Word Recognition with Auditory Spikes

Members: Shih-Chii Liu, Jonathan Tapson

This project is to perform word spotting using auditory input spikes from the AEREAR2 and the SKIM dendritic model. The sentences used are samples from the work described in Mesgarani and Chang 2012. Speakers produce sentences such as Tiger Go to Blue Two (Five) now or Ringo Go to Blue Two (Five) now. In the experiments, subjects listen to a mixture of 2 sentences and when the keyword "Tiger" is heard, then the subject has to listen to one of the speakers in the mixture and then to provide the number at the end of the sentence. The figure below shows the individual sentences, the mixture of the 2 sentences, and the spikes recorded in response to the sentences.
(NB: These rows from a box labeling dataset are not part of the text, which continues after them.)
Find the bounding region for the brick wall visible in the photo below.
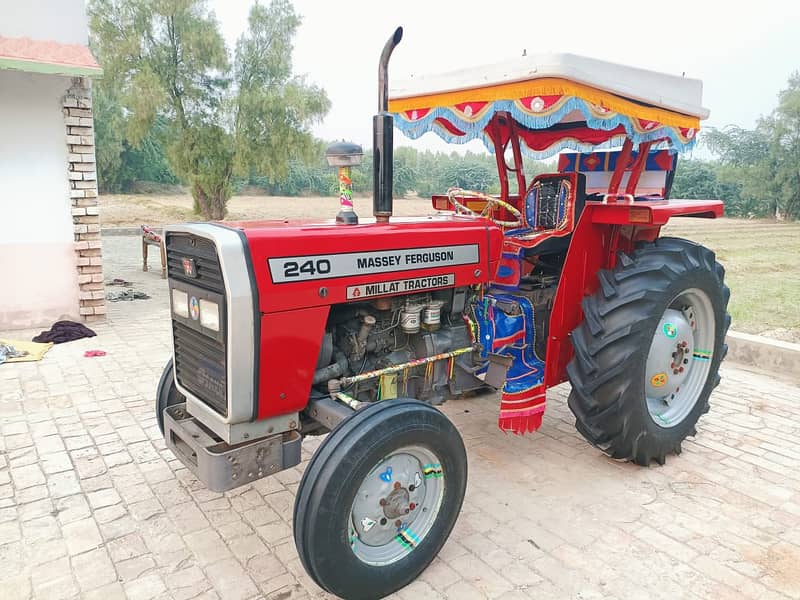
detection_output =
[63,77,106,321]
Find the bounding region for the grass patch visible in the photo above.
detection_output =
[663,218,800,340]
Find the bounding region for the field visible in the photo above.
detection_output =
[100,194,800,342]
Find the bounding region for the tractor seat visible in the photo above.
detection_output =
[504,173,586,255]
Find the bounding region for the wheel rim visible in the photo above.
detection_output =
[645,288,716,428]
[349,446,445,566]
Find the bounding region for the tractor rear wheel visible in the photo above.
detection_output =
[294,399,467,599]
[567,238,730,466]
[156,358,186,435]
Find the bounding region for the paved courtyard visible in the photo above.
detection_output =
[0,237,800,600]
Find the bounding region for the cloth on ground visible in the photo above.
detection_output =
[106,289,150,302]
[0,339,53,364]
[33,321,97,344]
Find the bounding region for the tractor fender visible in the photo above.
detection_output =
[544,200,723,388]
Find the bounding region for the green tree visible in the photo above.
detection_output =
[705,73,800,219]
[89,0,330,219]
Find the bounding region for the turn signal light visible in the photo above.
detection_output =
[628,206,652,223]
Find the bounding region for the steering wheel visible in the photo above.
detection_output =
[447,187,522,227]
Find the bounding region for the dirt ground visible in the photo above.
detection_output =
[100,194,800,343]
[100,194,434,227]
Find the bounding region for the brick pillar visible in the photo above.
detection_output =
[63,77,106,321]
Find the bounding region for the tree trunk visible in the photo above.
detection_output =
[192,183,213,219]
[208,192,228,221]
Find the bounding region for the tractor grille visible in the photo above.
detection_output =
[166,233,228,417]
[167,233,225,294]
[172,319,228,417]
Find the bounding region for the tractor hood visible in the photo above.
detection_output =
[220,215,503,313]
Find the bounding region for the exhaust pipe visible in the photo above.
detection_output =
[372,27,403,223]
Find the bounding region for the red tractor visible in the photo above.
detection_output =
[157,29,730,598]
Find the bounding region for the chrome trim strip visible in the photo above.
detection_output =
[164,223,256,443]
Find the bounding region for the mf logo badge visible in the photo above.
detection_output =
[181,258,197,279]
[650,372,667,387]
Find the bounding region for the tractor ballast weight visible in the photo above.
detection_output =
[156,28,730,598]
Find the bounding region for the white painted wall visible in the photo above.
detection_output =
[0,0,89,46]
[0,71,79,331]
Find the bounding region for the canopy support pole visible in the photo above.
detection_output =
[625,142,653,196]
[608,138,633,195]
[486,111,527,202]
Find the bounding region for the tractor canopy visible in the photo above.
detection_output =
[389,54,709,159]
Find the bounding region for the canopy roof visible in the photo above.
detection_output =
[0,36,103,77]
[389,54,708,158]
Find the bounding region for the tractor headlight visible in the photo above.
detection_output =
[200,298,219,331]
[172,288,189,319]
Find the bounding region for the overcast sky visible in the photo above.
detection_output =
[210,0,800,156]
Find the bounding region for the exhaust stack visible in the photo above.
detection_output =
[372,27,403,223]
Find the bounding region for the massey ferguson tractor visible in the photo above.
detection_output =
[156,28,730,598]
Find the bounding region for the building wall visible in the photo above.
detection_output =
[0,72,79,330]
[0,0,89,46]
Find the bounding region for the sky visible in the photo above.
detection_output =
[210,0,800,153]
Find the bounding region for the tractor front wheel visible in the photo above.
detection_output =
[294,399,467,599]
[567,238,730,466]
[156,358,186,435]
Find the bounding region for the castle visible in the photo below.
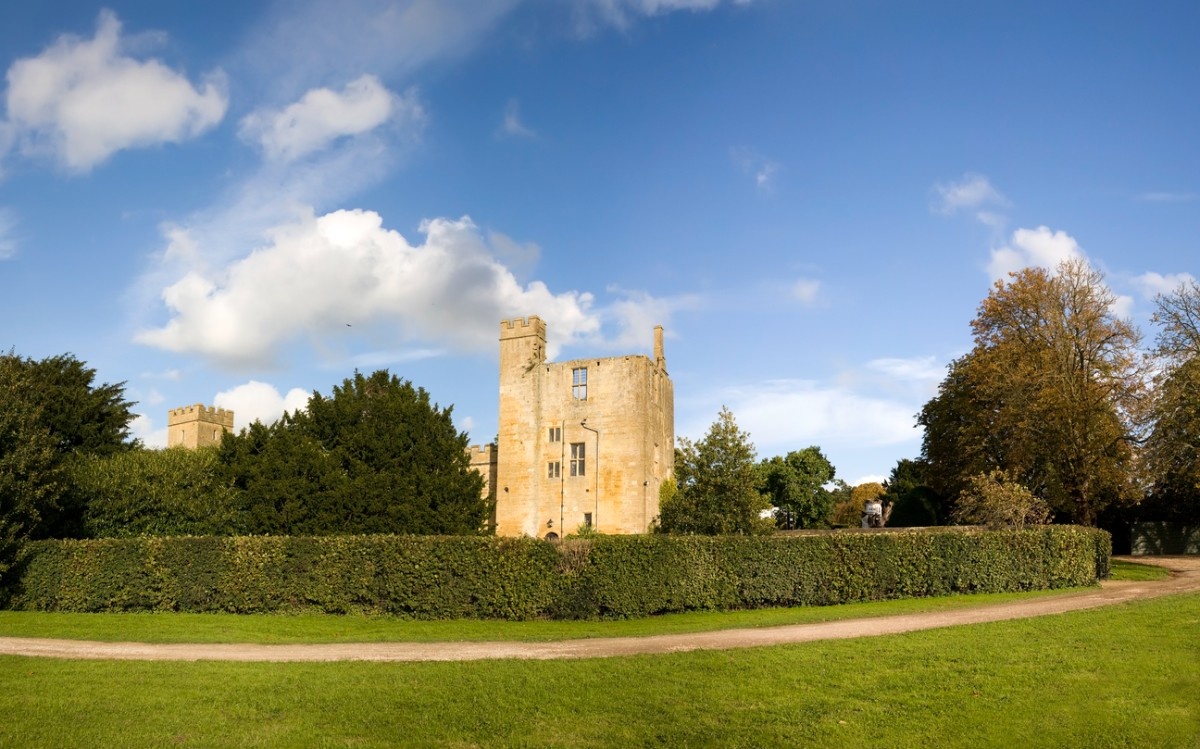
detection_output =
[167,316,674,539]
[485,317,674,539]
[167,403,233,450]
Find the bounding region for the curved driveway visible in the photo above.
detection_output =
[0,557,1200,663]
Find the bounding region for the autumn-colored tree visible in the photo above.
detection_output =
[918,259,1146,525]
[954,471,1054,528]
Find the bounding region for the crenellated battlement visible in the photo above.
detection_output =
[167,403,233,449]
[167,403,233,429]
[500,314,546,341]
[467,442,496,459]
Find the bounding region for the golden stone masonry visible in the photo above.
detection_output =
[167,316,674,539]
[167,403,233,450]
[485,317,674,539]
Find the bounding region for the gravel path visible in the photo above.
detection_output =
[0,557,1200,663]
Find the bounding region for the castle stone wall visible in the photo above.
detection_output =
[496,317,674,538]
[167,403,233,450]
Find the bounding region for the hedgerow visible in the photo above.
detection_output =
[7,526,1110,619]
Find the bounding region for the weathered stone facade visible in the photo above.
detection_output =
[492,317,674,538]
[167,403,233,450]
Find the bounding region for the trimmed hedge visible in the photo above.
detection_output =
[8,526,1111,619]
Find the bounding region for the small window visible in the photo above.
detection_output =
[571,442,584,477]
[571,367,588,401]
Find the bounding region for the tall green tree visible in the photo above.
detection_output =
[0,350,137,538]
[1142,281,1200,522]
[0,356,62,577]
[758,445,836,529]
[67,447,236,538]
[221,370,488,534]
[883,457,949,528]
[918,259,1146,525]
[658,406,774,535]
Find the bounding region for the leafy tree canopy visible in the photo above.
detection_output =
[1141,281,1200,522]
[758,445,835,528]
[918,260,1146,525]
[0,350,137,538]
[658,406,774,535]
[221,370,488,535]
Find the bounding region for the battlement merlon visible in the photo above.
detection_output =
[167,403,233,430]
[654,325,667,372]
[500,314,546,341]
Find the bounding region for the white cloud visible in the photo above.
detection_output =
[792,278,821,305]
[604,286,700,353]
[730,146,780,193]
[137,210,614,367]
[866,356,946,383]
[212,379,312,431]
[679,379,920,455]
[238,0,520,101]
[931,173,1009,229]
[130,414,167,448]
[6,11,228,172]
[577,0,751,29]
[0,208,17,260]
[499,98,538,138]
[1134,270,1196,299]
[934,174,1008,214]
[1138,192,1200,203]
[241,76,425,161]
[988,226,1087,281]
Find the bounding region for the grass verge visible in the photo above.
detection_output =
[0,588,1086,645]
[0,594,1200,749]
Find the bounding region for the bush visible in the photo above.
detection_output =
[4,526,1111,619]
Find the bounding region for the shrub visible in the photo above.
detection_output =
[4,526,1111,619]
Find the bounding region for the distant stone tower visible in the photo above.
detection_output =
[167,403,233,450]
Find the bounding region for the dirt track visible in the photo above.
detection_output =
[0,557,1200,663]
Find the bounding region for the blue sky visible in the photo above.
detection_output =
[0,0,1200,483]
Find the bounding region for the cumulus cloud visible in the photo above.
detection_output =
[604,286,700,353]
[866,356,946,383]
[577,0,751,29]
[499,98,538,138]
[730,146,780,192]
[931,173,1009,229]
[988,226,1087,281]
[0,208,17,260]
[137,210,619,367]
[679,379,920,454]
[130,414,167,448]
[1138,192,1200,203]
[6,11,228,172]
[240,76,425,161]
[792,278,821,305]
[1134,270,1196,299]
[212,379,311,430]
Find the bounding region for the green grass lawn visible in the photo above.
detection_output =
[0,595,1200,749]
[0,561,1200,749]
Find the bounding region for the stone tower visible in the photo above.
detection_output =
[167,403,233,450]
[494,317,674,538]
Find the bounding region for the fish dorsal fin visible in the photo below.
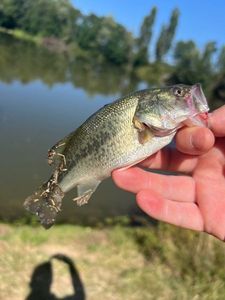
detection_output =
[73,180,101,206]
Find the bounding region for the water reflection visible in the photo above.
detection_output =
[0,35,143,223]
[0,34,138,95]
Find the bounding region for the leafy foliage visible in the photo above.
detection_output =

The first step was to build a dataset of labeled spike data. The data were labeled with two sets of labels - the actual words, and the residence time in Markov chain states. In the spike data shown, the spikes from both cochleas have been combined to reduce the dimensionality of the input. This may not have been a good method.

Labeled spike data

The labels are the lines below the spike raster, coinciding in time with the words in the spike stream.

This dataset was then fed through a SKIM network consisting of 64 cochlea spike input channels. There were 6 output neurons, one for each word. The input and output neurons were connected with all-to-all synapses to 300 dendritic branches for each output neuron. The synaptic kernels used were alpha function impulse responses with explicit axonal delays.

The wordspotting network was followed by a Markov chain network which was intended to implement and enforce the following state diagram:

It can be seen in this image that the wordspotting network was not always visibly correct, but the Markov chain network which followed was able to enforce the correct outcome.